5. Mark Dever - Pastor of Capitol Hill Baptist Church in Washington D.C. Not many of you will have heard of Dever. He is the rising voice for evangelical Calvinists today. Dever has a strong passion for reformed theology and expository preaching. He has closely aligned himself with several well-known church leaders like John MacArthur and John Piper. Dever has a strong concern that much of the church in America has sacrificed sound preaching at the altar of pragmatism and growth.
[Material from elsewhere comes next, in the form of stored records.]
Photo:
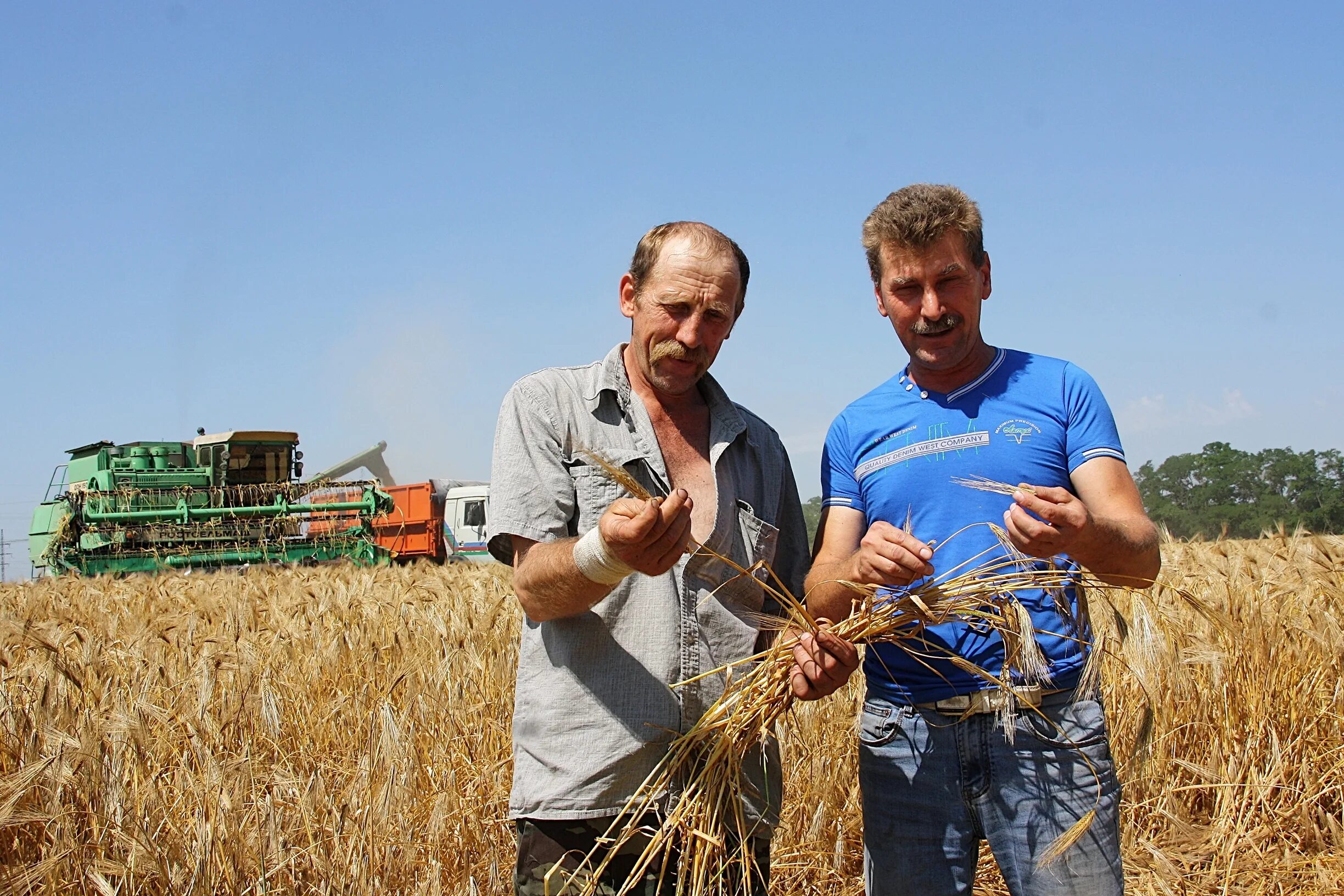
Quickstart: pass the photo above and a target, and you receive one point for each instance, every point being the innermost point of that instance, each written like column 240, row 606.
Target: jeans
column 936, row 785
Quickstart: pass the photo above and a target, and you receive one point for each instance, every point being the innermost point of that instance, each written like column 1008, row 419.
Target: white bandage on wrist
column 597, row 562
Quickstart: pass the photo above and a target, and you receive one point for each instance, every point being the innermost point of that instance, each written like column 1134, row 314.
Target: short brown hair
column 917, row 217
column 651, row 249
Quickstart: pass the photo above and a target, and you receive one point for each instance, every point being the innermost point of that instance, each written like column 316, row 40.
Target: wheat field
column 344, row 730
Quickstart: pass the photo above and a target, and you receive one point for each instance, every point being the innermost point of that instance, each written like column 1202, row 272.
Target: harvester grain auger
column 218, row 500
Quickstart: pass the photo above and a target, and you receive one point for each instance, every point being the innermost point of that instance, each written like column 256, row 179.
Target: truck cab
column 466, row 507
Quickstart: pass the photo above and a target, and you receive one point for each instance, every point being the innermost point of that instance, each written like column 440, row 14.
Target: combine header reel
column 220, row 500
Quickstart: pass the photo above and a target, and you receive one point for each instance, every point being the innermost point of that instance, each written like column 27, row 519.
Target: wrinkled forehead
column 690, row 256
column 948, row 253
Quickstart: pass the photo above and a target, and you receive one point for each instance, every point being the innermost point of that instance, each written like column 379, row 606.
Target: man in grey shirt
column 617, row 611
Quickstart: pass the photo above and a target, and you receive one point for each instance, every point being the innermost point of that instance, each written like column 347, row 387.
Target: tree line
column 1222, row 492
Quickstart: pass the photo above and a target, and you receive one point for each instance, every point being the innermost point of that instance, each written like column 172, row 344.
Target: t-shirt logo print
column 1018, row 430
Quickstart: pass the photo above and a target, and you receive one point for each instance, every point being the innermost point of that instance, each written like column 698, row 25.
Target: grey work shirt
column 595, row 710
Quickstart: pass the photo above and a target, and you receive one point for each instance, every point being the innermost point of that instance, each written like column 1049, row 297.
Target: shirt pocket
column 595, row 491
column 760, row 540
column 753, row 540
He, along with Piper, C J Mahaney, and Al Mohler, has started a bi-ennial gathering called "Together for the Gospel" that is attracting many young, evangelical church leaders that are embracing reformed theology. Dever has written several good books including "Nine Marks of a Healthy Church", "The Deliberate Church", and "The Gospel and Personal Evangelism".

This is not an exhaustive list, but I believe it is a balanced one. There were many other people I have found an affinity for. However, these are 5 that I think are making a strong impact and will have a larger impact in the future. What are your thoughts?